The trastuzumab proportion targets for simulation 1 and simulation 2 are shown in Fig. 3(A) and (B), respectively.
Fig. 3.
Objectifs simulation 1 (A) – Objectifs simulation 2 (B)
Legend: BS: Biosimilar SC: Subcutaneous.
Simulation 1 shows that the use of an IV trastuzumab biosimilar, in combination IV chemotherapy, increased from 54 % to 100 %, leading to a cost saving of €11 889, i.e. €12/patient/year corresponding to a saving of 14 % compared to the current situation. Conversely, simulation 1 also shows an increase in the length of a chemotherapy session compared with the current time of 10 min/patient/year.
Simulation 2 shows that the use of SC trastuzumab, in monotherapy, led to a cost saving of about €51 376, i.e. €51/patient/year, corresponding to a saving of 60 % compared to the current situation. Simulation 2 led to a time saving of 68 min/patient/year compared to the current situation and therefore a saving of 78 min/patient/year compared to simulation 1.
In the sensitivity analysis of simulation 1, variations of ± 20 % in the hourly cost of healthcare professionals and the time spent by healthcare professionals relative to IV administration and SC administration led to variations of 4 % of the earning potential. The details of these variations are presented in Fig. 4.
Fig. 4.
Tornado diagram: Simulation 1 (multi-drug therapy).
In simulation 2, the variation in potential gains followed the same trends as in simulation 1. Variations of ± 20 % in productivity resulted in a ± 27 % variation in gains. Variations of ± 20 % in the other parameters resulted in an impact of less than 1 % the earning potential. The details of these variations are presented in Fig. 5.
Fig. 5.
- Tornado diagram: Simulation 2 (multidrug + single agent).
Compared to the current situation, the bootstrap analysis (Fig. 6) showed an increase in cost savings in 100 % of the resamplings for simulation 1 and 2 and an increase in time savings in 10 % of the cases in simulation 1 and in 90 % of the cases in simulation 2. Simulation 1 was dominant in 10 % of cases and simulation 2 was dominant in 91 % of cases.
Fig. 6.
Bootstrap simulation 1 and 2 (n = 10 000).
4. Discussion
Today, in Normandy, the proportion of trastuzumab biosimilars is 39 %. Based on simulation 1, using an IV trastuzumab biosimilar, incombination IV chemotherapy, the proportion of biosimilars would reach 65 %, representing a 1.7-fold increase compared to the current situation. Based on simulation 2, using SC trastuzumab in monotherapy, the proportion of biosimilars would reach 57 %, representing a 1.5-fold increase compared to the current situation, and a reduction in market share of 12 % compared to simulation 1. Simulation 2 led to a time saving of approximately 52 min/patient/year, including 36 min (68 %) of nurses' time, 10 min (20 %) of pharmacists' time, and 6 min (12 %) of physicians’ time.
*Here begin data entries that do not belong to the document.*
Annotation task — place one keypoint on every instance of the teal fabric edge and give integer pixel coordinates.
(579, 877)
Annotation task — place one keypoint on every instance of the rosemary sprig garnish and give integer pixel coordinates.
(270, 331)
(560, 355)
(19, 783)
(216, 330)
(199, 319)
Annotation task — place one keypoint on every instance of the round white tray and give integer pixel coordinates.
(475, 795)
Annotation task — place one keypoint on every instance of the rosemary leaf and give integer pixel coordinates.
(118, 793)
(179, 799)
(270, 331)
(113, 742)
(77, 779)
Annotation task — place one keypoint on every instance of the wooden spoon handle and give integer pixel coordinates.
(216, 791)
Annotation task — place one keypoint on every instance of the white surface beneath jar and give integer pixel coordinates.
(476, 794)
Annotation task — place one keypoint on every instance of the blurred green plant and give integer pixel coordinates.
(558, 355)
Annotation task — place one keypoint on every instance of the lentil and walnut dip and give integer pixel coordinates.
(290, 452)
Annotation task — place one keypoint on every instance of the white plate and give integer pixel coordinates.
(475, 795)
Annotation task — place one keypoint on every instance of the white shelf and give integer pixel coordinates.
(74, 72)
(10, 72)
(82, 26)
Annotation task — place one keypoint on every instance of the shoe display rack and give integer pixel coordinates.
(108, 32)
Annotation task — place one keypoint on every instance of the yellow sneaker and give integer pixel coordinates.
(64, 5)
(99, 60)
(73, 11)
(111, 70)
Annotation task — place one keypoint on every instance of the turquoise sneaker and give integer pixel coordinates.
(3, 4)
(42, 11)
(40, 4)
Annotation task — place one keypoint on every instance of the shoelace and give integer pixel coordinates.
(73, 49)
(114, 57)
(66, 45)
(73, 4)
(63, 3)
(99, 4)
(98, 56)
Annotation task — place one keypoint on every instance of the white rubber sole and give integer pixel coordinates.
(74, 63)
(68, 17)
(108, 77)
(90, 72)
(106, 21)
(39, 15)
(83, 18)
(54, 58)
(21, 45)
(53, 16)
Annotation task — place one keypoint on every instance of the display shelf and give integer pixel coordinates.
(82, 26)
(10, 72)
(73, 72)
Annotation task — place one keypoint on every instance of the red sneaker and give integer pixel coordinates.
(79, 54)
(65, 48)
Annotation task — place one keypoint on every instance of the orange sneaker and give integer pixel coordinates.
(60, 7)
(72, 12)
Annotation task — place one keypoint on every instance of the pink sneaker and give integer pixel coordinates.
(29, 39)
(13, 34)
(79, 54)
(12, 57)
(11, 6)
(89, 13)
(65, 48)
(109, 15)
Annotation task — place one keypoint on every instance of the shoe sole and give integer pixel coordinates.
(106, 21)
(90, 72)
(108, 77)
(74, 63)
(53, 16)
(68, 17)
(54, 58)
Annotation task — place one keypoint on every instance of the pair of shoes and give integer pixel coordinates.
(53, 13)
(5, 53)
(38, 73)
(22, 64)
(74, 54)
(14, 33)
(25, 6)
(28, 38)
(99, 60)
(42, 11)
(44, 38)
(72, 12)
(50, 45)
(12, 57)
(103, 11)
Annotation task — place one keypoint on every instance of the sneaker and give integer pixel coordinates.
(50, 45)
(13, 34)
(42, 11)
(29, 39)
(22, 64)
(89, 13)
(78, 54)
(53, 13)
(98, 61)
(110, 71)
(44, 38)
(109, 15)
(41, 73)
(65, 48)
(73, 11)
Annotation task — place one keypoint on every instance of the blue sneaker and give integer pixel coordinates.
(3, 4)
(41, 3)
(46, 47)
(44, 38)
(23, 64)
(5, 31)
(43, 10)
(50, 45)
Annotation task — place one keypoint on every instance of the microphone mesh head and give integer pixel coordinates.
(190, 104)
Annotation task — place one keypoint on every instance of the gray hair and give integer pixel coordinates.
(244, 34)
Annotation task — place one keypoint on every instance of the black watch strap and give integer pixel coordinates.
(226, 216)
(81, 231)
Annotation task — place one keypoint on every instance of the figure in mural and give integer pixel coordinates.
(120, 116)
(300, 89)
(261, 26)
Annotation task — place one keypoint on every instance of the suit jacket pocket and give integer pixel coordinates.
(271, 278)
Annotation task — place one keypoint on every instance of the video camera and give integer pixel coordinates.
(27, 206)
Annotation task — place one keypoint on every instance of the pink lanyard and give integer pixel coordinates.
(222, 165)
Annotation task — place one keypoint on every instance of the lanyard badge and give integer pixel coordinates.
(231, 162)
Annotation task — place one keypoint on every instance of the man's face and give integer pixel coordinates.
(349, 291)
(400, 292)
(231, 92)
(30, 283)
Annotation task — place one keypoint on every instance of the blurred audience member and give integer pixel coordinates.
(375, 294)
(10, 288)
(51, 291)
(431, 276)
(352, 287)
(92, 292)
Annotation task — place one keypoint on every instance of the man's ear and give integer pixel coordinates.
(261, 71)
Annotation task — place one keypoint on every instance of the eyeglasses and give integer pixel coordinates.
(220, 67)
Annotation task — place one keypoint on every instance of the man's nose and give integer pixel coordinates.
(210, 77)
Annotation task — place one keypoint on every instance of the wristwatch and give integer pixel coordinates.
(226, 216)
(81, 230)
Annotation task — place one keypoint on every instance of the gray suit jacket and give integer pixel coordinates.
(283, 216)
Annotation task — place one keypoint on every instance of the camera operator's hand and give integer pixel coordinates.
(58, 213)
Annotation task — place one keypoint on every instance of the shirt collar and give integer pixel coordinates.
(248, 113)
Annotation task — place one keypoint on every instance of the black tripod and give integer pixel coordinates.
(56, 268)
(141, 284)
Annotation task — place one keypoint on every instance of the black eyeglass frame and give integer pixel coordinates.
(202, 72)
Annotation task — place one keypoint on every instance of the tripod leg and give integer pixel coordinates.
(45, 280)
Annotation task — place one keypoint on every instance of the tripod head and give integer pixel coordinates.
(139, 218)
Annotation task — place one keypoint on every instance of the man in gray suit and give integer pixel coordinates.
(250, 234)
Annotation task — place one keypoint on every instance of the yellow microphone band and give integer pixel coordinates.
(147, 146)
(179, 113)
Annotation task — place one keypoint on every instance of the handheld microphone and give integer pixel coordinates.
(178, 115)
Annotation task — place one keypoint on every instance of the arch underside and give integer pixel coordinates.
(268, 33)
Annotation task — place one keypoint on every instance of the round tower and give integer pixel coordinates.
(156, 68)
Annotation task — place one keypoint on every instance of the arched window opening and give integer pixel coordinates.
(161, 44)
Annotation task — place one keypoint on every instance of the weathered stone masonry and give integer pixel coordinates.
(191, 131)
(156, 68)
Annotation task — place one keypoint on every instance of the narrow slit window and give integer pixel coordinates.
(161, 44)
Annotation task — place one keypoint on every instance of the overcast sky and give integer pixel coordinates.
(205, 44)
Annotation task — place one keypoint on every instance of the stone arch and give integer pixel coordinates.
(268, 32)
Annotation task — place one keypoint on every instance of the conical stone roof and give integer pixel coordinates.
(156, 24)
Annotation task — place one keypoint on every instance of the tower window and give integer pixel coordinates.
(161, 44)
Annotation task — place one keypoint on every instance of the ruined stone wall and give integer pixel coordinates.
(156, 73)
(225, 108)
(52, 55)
From a hospital perspective, an optimized use of IV biosimilars/SC trastuzumab appeared to be cost effective. Replacing SC trastuzumab and IV trastuzumab original drugs with biosimilars was effective from a cost point of view but increased the time spent by healthcare professionals relative to SC administration. Combining trastuzumab monotherapy with a subcutaneous route of administration would allow a 1.5-fold increase in the proportion of biosimilars.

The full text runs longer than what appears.